In this situation, we can allow the processes of the small self to unfold within awareness. There is no need to hold onto, fuel or push away anything. We can just allow it all to arise, unfold and dissolve without a trace. This is what is meant with equanimity. The energy in the experiences serve to clarity and expand awareness - as in tantric practice. There is more overview and perspective, and we have a more conscious choice (or so it appears) in how we relate to and engage with the inner and outer situation. There will still be pain, but suffering (getting caught up in pain, attractions, aversions etc.) is optional.
Phases
There are maybe three main phases in this process, depending on how we slice it up and the particular process itself - which will be somewhat different in each case.

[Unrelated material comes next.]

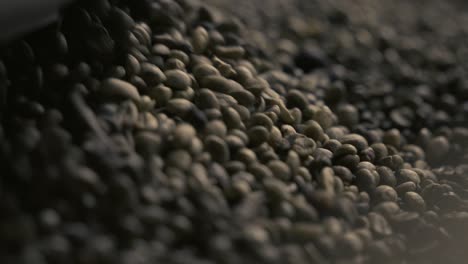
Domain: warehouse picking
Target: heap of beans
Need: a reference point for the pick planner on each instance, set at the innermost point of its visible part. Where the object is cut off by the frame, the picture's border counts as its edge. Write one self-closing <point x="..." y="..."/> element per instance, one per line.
<point x="166" y="131"/>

1. Identification with small self - with the processes of the organism and personality.
2. Awareness aware of itself as distinct from its content.

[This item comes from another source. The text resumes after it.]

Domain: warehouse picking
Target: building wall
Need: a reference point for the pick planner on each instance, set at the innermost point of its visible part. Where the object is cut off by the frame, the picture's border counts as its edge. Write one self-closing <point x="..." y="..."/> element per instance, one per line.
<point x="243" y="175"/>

3. Awareness as distinct and not separate from its content.
In the first phase, we learn how to function as a human organism, and as an individual person part of society and this planet. We learn some of the basic skills to survive and function effectively.
The second phase is one focused on differentiation between awareness and its content. There is a clear sense of observer and observed. Awareness is here beginning to function in a more transdual way. It sees how all phenomena - inner and outer - are part of one seamless whole.
In the third phase, there is still a distinction between awareness and its content, but also no separation. Awareness is functioning in a more transdual way. We are fully and intimately body, energies, sensations, emotions, thoughts, awareness and Big Mind.
There is spacious and luminous awareness, in which all inner/outer phenomena unfold in an intimate, rich and full way. We can - paradoxically - more fully, deeply and intimately be engaged in and participate in life. There is no separation and no holding back - because we deeply know the suffering inherent in separation and holding back.